HUMAN first, then a proud IRANIAN

This blog represents the way I see some of the most significant events impacting the world and its citizens. This blog also represents how I react to the events as a member of humanity with a voice, a determined voice that insists to be heard. The voice of an Iranian who loves his country but his priority is humanity; humanity without border. I will say what I want to say, when I want to say it, and how I want to say it, but I will never lie. I will also listen; I promise.

May 08, 2004

Why did you take pictures?

"These soilders should be punished if for no other reason than the fact that they took pictures of it. You don't take pictues. What were they thinking?
Maybe that is the whole problem with this whole thing. They just weren't thinking.
This was made known back in January and no one paid any attention until their were pictures."
(exact words).

Yes, this was a comment made in one of the rightwing blogs. There were many more, even worse comments, but this was the most interesting (!) one. To many, including this person, taking pictures seems to be the biggest mistake not the nature of the crime. And not the fact that the soldiers were told to "make it hell and soften up the prisoners for interrogation". And not that this whole thing is not an isolated incident and that this was wide spread and US officials knew about it all along and that this is the result of the dirty nature of this occupation that also includes the wide spread abuse and torture by British occupying forces as they were tought how to torture.

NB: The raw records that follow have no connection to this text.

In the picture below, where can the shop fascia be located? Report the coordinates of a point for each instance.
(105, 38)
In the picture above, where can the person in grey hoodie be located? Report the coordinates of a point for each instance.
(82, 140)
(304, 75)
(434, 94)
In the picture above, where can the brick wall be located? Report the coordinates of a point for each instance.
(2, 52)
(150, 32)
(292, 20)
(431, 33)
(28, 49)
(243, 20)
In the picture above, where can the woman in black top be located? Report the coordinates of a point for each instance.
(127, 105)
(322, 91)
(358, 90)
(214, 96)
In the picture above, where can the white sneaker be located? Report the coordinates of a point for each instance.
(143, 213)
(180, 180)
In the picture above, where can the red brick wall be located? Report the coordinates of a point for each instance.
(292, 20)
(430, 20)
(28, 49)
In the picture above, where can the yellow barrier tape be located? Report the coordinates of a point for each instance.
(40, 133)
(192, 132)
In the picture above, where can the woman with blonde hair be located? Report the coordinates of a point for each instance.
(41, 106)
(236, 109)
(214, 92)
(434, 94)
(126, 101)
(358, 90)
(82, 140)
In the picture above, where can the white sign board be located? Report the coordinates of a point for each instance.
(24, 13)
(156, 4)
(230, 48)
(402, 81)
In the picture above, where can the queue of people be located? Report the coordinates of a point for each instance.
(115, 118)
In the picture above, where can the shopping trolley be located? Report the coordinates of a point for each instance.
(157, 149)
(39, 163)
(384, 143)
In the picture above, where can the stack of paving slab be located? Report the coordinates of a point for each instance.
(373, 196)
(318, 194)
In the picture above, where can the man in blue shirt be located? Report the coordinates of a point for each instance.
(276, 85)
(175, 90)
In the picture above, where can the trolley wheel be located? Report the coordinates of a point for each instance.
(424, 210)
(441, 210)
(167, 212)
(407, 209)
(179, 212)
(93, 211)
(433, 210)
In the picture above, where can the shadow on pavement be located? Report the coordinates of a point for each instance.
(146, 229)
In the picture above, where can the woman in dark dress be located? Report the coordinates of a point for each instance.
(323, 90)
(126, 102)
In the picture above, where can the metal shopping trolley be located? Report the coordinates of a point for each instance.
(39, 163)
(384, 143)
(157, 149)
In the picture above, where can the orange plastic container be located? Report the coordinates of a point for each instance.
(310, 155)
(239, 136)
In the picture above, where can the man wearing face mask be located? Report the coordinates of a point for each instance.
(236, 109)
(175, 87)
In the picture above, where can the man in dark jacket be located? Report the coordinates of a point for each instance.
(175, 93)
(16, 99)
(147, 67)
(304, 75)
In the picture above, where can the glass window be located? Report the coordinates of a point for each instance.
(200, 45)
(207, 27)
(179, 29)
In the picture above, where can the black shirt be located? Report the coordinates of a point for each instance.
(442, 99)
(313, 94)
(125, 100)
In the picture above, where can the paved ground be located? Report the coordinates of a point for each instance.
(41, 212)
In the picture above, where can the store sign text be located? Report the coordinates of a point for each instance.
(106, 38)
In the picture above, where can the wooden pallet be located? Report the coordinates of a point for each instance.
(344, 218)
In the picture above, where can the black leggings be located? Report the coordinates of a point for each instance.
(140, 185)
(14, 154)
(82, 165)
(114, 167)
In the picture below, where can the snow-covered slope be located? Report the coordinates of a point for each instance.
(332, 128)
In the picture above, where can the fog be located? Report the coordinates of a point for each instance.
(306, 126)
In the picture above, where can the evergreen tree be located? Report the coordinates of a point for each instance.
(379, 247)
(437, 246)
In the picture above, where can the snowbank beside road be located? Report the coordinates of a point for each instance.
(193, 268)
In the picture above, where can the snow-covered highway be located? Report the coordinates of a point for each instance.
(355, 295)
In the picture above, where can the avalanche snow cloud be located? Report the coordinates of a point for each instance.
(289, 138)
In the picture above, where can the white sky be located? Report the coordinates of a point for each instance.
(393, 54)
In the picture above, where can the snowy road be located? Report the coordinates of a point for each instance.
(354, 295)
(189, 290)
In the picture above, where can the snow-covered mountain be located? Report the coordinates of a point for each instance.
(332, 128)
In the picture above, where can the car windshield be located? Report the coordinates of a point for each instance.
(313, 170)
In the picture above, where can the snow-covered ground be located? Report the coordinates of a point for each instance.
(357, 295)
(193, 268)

Having said all this, I am sure those "few" soldiers who are detained now for "taking pictures" are being told in their detention spots, "Look what you did! What were you thinking? Why were you so stupid? Why did you take pictures? Couldn't you do it without showing it off?"

Also read:
"The coalition has revealed it received reports of maltreatment of inmates at Baghdad's Abu Ghraib prison in January."
and
The (UK) government has confirmed it received a Red Cross report on alleged abuses by UK troops on Iraqi prisoners in February.
and
The International Committee of the Red Cross said it warned American officials of prisoner abuse in Iraq more than a year ago and that the mistreatment was “not individual acts.” “There was a pattern and a system,” Pierre Kraehenbuehl, the ICRC’s director of operations, said in Geneva. Some of the actions were “tantamount to torture,” he said.